The greenhouses and climate-controlled chambers dedicated to phenotyping are equipped with conveyor belts that constantly move the plants within the different units.  This enables: i) homogenisation of their cultivation conditions, ii) the precise control of plant nutrition, and iii) transfer of the plants to where they will be phenotyped.  Because plants are constantly on the move within the greenhouses, the characterisation of environmental conditions (temperature, light, moisture) – necessarily heterogeneous within these buildings – is problematic.  Spatialised environmental characterisation in the greenhouses responds insufficiently to the need for characterisation of the microclimate in the context of a mobile system.  For this reason, Arnaud Coffin, a Research Technician specialised in scientific instrumentation at INRA, has developed innovative devices that can record over time all the environmental conditions in which plants will develop and grow.  The measurement device is actually integrated with the plants in their pots and thus follows them as they move on the conveyor belts.

 

Constraints and solutions 

Using measurement devices on moving conveyor belts generates a variety of constraints.  The first concerns managing the weight (about 4 kg) and bulk of the measurement device.  To achieve this, it is necessary to use light materials (PVC and aluminium) and also to optimise the positioning of devices within the system. Another constraint is the energy autonomy of each measurement device.  Indeed, it is necessary to record environmental data independently over a time step that is sufficiently long not to require recharging of the batteries and thus immobilisation of the system.  Arnaud Coffin has obviated this problem by using battery-charged components that use little energy.
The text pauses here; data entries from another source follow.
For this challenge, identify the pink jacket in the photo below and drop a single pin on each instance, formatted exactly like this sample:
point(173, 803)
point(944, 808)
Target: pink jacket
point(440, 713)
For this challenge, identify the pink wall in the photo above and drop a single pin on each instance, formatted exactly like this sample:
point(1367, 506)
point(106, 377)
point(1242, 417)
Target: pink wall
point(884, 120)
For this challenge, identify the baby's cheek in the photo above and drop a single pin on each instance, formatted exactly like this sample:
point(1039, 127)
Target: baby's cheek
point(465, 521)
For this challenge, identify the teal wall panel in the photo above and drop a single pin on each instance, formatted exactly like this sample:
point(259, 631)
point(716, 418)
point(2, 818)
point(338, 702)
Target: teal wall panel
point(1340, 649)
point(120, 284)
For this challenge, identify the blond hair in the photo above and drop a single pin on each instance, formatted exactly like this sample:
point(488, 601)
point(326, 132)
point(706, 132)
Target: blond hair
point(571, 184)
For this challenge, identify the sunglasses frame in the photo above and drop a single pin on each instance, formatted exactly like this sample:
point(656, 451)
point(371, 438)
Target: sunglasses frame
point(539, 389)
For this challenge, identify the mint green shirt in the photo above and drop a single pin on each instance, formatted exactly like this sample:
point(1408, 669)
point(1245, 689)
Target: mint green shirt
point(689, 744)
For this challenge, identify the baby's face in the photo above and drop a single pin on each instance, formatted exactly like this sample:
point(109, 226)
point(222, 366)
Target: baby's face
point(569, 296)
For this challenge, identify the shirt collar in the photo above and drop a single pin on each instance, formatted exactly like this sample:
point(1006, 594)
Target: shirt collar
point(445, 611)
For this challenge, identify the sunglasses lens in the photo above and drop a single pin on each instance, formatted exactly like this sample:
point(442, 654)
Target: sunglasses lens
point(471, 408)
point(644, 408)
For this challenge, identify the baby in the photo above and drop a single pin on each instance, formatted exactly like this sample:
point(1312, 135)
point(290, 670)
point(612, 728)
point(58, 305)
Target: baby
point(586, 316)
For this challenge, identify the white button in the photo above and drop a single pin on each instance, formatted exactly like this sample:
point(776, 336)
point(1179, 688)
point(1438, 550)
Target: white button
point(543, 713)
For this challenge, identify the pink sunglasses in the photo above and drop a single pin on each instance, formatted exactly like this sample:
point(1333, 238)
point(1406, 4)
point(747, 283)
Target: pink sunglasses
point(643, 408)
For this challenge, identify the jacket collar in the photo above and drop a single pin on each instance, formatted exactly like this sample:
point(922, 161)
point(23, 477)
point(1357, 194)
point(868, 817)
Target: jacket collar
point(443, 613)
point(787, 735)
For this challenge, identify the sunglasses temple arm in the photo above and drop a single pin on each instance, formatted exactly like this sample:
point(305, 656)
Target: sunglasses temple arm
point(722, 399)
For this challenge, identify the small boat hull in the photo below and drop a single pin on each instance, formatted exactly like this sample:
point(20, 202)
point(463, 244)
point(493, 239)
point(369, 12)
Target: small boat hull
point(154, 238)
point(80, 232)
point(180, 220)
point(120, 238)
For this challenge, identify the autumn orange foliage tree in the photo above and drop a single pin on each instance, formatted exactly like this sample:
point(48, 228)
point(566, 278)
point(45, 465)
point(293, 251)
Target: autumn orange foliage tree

The most important constraint is to be able to connect the data loggers without having to remove them from the conveyor belts.  The solution found by Arnaud Coffin was a radio module.  He has taken account of the size and number of cultivation units by constructing four devices, which are called Sensor Pots.

 

Sensor Pots, an innovative system 

Strongly motivated by the development of a prototype that would enable the automation of measurements, Arnaud Coffin worked with Campbell Scientific to produce the Sensor Pots, as this company's products would provide him with an appropriate technological solution.  Each device consists in a data logger (CR1000), a temperature and relative humidity sensor (CS215) and a radiation sensor (quantum sensor PAR-SKP215).  Because plant heights may vary, the sensors are fixed on an adjustable bracket.  Data are collected and recorded on a computer via a radio module (RF-416).  Arnaud Coffin has designed the data acquisition program so as to optimise both the number of measurements each day and the electrical consumption of the system.  He has also defined the  radio connection protocol for each of the devices.

  

The Campbell Scientific Innovation Prize

Founded in 1974 and based in Logan, Utah (USA), Campbell Scientific specialises in the manufacture of data acquisition instrumentation for agricultural research, and the control of environmental, hydrological and meteorological parameters.  Campbell Scientific France was set up in 1993, and its 20th anniversary will be marked by the award of its Innovation Prize to Arnaud Coffin in the presence of Paul Campbell, President of the Campbell Scientific Group, and Christophe Salon, Scientific Director of the PPHD.